普段特にそんなに話さないのに、いったい何だったのだろう。何となく気になりつつ、俺はスコアブックを開いた。



***



「今日監督遅れるらしいぜ。」
「マジ?ラッキー」

「御幸!ちょっといい?」

放課後、倉持と部活へと急いでいると、速水が追いかけてきた。

「速水?何?」

昼に言いかけてやめた話だろうか。気になるけど、今は時間がない。

「部活行くトコなんだけど…」
「あ、わかってる。大丈夫。すぐだから」

俺も部活だし、とスポーツバッグを持ち上げて見せる速水。

「あー…倉持、先行ってて」

そこまで言うならと、倉持に声をかけると、倉持も不思議そうにしながら頷いて、足早に去っていく。

「ごめんな。ちょっとこっち。」

速水はそう言って、俺を先導して人の少ない階段の踊り場までやってきた。

「で…何?」

こんな人目を避けて、改まるような話とは。
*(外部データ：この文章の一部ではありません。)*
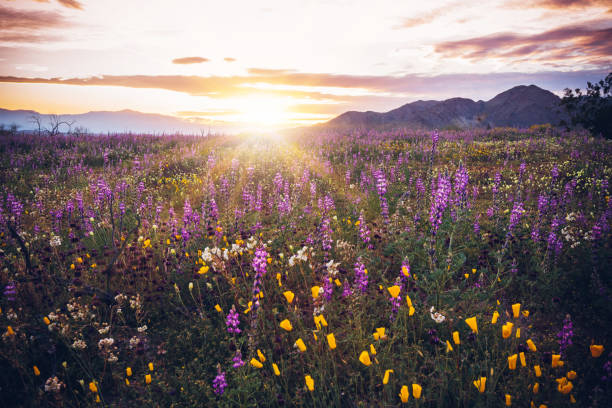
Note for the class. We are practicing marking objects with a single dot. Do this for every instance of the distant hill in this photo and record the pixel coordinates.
(521, 106)
(104, 121)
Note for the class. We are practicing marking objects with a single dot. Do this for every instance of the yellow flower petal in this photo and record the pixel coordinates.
(394, 291)
(364, 357)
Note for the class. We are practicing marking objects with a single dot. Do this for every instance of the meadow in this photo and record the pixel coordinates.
(349, 269)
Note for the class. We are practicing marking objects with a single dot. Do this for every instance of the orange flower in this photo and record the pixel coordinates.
(331, 341)
(404, 395)
(596, 350)
(473, 324)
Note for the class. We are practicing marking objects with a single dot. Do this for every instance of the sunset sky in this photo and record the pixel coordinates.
(285, 63)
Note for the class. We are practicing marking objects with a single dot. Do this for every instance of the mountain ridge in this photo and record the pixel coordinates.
(520, 106)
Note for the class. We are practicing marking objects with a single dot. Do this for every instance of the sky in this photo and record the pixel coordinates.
(290, 63)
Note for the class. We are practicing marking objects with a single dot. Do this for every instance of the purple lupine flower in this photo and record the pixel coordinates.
(439, 203)
(10, 291)
(346, 289)
(326, 234)
(515, 216)
(237, 359)
(565, 335)
(364, 232)
(233, 321)
(260, 264)
(361, 277)
(219, 383)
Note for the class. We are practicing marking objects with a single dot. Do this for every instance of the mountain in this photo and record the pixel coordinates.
(121, 121)
(521, 106)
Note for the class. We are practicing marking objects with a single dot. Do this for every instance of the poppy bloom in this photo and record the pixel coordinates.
(596, 350)
(315, 291)
(386, 376)
(404, 394)
(473, 324)
(364, 357)
(495, 317)
(286, 324)
(309, 382)
(289, 295)
(531, 345)
(416, 391)
(516, 310)
(512, 362)
(299, 343)
(480, 384)
(394, 291)
(331, 341)
(507, 330)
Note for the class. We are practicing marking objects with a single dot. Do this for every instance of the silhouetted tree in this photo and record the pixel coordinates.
(592, 110)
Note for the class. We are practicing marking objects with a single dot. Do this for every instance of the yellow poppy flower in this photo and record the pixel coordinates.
(394, 291)
(299, 343)
(531, 345)
(289, 295)
(507, 329)
(309, 382)
(516, 310)
(404, 395)
(596, 350)
(331, 341)
(408, 301)
(495, 317)
(364, 357)
(286, 325)
(386, 376)
(512, 362)
(473, 324)
(315, 291)
(416, 391)
(480, 384)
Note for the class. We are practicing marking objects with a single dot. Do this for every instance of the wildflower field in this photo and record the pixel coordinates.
(356, 269)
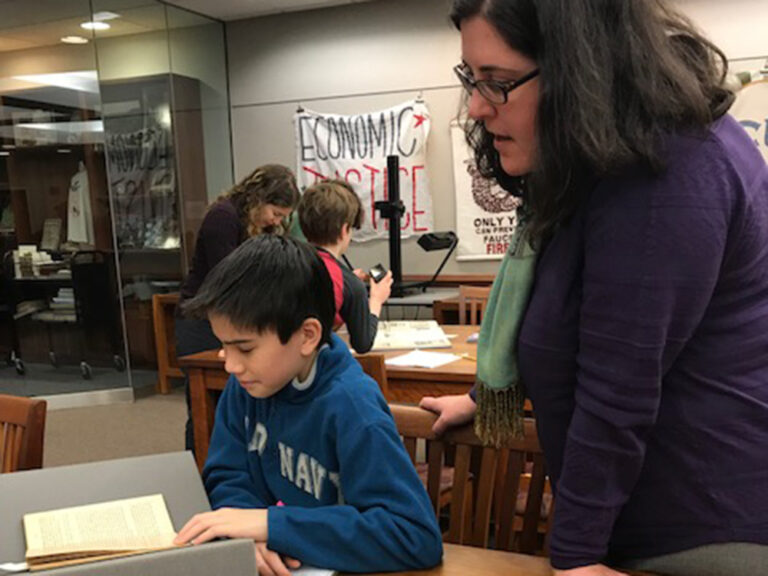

速水は気さくで人気者だが、今年初めて同じクラスになり、当たり障りなく仲良くも悪くもないクラスメイトだっただけに、全く身に覚えがない。

「あのさ…変なこと聞くんだけど…」
「?」
「1年の花城さんって…知ってるよな?」

ぎこちない笑みに、照れと動揺を隠して、らしくなくいっぱいいっぱいの顔で聞いてくる速水。
俺は目が点になった。

「…花城?」

つい先日のことを思い起こす。…あの花城のことだよな、もちろん。

「知ってるけど…?」
「…だよな、仲いいの?」
「は?」

待て待て…いったい何の話だこれは…。
昨日少ししゃべっただけだぞ、俺は。

「仲…?別に普通だけど」
「普通…か…。はは…」
「え?何?何の話?」
「……。」

速水は何かを言うのを迷うような、ためらうような、もどかしい顔をした。
まさか…?

「…え、速水、花城のこと好きなの?」

だとしても、俺には関係ないし、あの美女のことだから、驚きもしないけど…。
そんな気持ちで尋ねたのだが、速水は見たことないくらい余裕のない、真っ赤な顔になった。

「……俺さ、」

そして何かを決意したように話し出した。

「花城さんのこと…昨日、呼び出したんだよね」
「……。」

あ……。それって、まさか。

「告白……しようと思って。」

階下の喧騒が遠く感じる。速水は必死な顔で俺を見た。

「でも……御幸と一緒に、いただろ?」
「いや、あれは偶然で!」
「え?」
「俺もなんつーか、その…」

なんとなく、俺も手紙をもらったとは言いづらい。

「…たまたまあそこで用があって。」
「用?」
「とにかく、速水が思ってるようなのじゃないから。」

全然、違うから、と手を振って否定すると、速水は安どしたように、そして照れ臭そうにはにかんだ。

「なんだ、そっか…」
「……。」

…なんか、こっちが恥ずかしい。

「…あ!ごめん、それだけ。忙しいとこ悪かったな。」

じゃあ、と速水は階段を急いで降りて行った。
俺も遅刻する前に寮へ行って着替えねば。
なんだか腹の底がむずむずと落ち着かないまま、俺は階段を駆け下りた。